I messaggi ambigui di Trump

La crisi del mercato del lavoro potrebbe anche indurre Donald Trump a un nuovo cambio di strategia sulla gestione del coronavirus. Il presidente Usa, dopo un iniziale approccio superficiale al Covid-19, aveva cambiato rotta avallando misure restrittive dopo la lettura del report dell’Imperial College di Londra con le prospettive di 2 milioni di vittime in caso di mancato lancio delle misure di distanziamento sociale. Gli ultimi tweet invece vedono tornare un Trump dubbioso tra l’affrontare con misure draconiane l’emergenza sanitaria e il salvare posti di lavoro oltre che l’economia USA si era riproposto. Per Trump i cittadini americani vogliono tornare al lavoro il prima possibile e la cura non può essere peggiore del problema. “Tuttavia – argomenta Diodovich – dovesse seguire una linea più morbida nelle misure da intraprendere per contenere il virus, si creerebbe un nuovo corto circuito istituzionale con una crisi tra Casa Bianca e Stati Federali. Le tensioni tra Donald Trump e il potente governatore democratico di New York, Andrew Cuomo, sono già ormai elevatissime. Riteniamo che eventuali decisioni di Donald Trump in tal senso potrebbero avere nel medio/breve periodo delle reazioni negative per i mercati”.

Ritorno alla normalità entro Pasqua? Bill Gates replica all’azzardo del presidente

In particolare il presidente Donald Trump ha annunciato che vorrebbe riaprire le imprese in America entro Pasqua , che è il 12 aprile. Posizione alquanto forte considerando il ritmo a cui stanno salendo i contagi.

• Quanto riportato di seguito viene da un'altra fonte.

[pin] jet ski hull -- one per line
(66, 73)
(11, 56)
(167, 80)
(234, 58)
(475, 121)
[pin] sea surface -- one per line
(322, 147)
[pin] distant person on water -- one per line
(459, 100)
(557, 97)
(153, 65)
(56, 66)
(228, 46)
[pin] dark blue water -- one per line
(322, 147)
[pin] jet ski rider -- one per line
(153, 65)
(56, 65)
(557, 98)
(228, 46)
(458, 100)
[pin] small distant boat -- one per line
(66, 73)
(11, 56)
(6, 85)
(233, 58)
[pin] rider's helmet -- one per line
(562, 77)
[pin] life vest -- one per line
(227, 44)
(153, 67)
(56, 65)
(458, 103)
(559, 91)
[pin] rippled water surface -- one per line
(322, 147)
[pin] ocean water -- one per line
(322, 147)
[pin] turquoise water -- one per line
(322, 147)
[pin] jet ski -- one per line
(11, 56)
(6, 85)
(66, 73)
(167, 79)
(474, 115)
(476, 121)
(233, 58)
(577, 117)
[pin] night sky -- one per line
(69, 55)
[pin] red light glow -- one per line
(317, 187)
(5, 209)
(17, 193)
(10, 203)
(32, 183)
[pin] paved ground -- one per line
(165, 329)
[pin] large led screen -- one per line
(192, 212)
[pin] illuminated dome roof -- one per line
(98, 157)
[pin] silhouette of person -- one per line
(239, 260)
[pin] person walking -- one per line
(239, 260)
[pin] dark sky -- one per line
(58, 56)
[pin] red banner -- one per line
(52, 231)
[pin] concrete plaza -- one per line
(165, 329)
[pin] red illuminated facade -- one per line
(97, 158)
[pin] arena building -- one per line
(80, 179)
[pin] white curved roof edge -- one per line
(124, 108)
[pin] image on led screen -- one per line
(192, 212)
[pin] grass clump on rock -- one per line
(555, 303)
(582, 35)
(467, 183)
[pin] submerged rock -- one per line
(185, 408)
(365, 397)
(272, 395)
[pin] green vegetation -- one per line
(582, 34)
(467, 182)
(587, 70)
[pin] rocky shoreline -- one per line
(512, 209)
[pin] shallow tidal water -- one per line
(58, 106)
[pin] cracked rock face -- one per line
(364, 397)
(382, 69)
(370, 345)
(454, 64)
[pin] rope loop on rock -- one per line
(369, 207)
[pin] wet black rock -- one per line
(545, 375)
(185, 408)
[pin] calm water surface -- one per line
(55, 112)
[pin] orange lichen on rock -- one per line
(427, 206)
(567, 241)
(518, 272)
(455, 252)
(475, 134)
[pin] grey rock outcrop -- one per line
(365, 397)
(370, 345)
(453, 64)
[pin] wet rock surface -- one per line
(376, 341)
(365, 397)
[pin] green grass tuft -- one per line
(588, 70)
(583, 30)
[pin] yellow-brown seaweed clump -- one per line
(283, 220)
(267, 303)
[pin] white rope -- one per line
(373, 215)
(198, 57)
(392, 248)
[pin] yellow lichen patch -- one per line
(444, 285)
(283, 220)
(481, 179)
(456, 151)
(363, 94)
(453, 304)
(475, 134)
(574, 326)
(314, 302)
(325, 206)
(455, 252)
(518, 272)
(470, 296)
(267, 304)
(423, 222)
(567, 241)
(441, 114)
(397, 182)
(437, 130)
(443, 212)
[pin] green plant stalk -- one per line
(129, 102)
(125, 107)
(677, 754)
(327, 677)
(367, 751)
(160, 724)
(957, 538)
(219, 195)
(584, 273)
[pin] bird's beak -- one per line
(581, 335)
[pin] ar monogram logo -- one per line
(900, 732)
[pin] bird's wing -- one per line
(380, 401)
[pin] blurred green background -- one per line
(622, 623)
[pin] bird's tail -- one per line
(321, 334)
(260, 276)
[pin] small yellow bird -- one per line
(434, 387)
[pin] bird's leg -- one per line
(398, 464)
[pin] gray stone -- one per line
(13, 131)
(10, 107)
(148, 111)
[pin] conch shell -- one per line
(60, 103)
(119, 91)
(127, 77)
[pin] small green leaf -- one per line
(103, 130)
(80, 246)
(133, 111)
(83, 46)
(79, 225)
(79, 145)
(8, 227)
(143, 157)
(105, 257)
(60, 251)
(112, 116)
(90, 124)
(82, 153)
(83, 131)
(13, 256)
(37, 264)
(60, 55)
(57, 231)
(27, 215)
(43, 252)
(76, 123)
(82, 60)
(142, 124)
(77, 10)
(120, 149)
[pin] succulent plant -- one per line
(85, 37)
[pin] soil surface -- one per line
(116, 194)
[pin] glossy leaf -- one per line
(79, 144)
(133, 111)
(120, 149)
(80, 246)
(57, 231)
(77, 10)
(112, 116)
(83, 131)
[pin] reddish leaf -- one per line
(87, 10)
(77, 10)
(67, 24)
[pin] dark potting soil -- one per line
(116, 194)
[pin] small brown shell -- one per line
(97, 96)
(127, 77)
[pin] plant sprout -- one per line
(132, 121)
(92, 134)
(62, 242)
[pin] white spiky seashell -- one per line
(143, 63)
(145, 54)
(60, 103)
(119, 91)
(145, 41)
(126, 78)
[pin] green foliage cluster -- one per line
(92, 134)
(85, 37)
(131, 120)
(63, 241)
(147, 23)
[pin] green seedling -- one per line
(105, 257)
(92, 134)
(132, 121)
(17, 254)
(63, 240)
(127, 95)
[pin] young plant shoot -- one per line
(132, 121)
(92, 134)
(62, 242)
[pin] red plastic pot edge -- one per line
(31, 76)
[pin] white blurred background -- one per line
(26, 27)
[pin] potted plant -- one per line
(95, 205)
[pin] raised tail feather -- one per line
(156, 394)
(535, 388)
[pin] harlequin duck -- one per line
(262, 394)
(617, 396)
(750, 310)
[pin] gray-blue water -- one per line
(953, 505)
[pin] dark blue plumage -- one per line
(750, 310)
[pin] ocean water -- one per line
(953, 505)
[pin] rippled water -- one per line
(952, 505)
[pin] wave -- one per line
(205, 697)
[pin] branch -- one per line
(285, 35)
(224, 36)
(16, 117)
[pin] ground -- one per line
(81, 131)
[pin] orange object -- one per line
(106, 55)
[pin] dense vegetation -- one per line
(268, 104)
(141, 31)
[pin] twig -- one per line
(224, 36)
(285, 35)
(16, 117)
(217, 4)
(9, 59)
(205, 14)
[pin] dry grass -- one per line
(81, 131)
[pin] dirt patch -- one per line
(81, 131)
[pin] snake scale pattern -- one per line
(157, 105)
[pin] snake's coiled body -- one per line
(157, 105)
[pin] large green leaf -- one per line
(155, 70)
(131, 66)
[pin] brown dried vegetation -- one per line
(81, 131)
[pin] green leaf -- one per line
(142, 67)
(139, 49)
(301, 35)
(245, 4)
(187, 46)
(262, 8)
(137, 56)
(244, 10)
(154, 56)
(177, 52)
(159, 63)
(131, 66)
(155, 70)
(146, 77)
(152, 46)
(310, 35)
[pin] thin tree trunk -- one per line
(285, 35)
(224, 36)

Ieri sono arrivate le dure parole di Bill Gates: “se fossi il presidente degli Stati Uniti in questo momento, darei la priorità a mantenere le persone in tutta America isolate per appiattire la curva della pandemia di COVID-19”.
Il fondatore di Microsoft ricorda come nel caso cinese sono passate sei settimane prima di fermare il boom di contagi.  “Questo non sarà facile. Abbiamo bisogno di un messaggio chiaro al riguardo ”, ha aggiunto.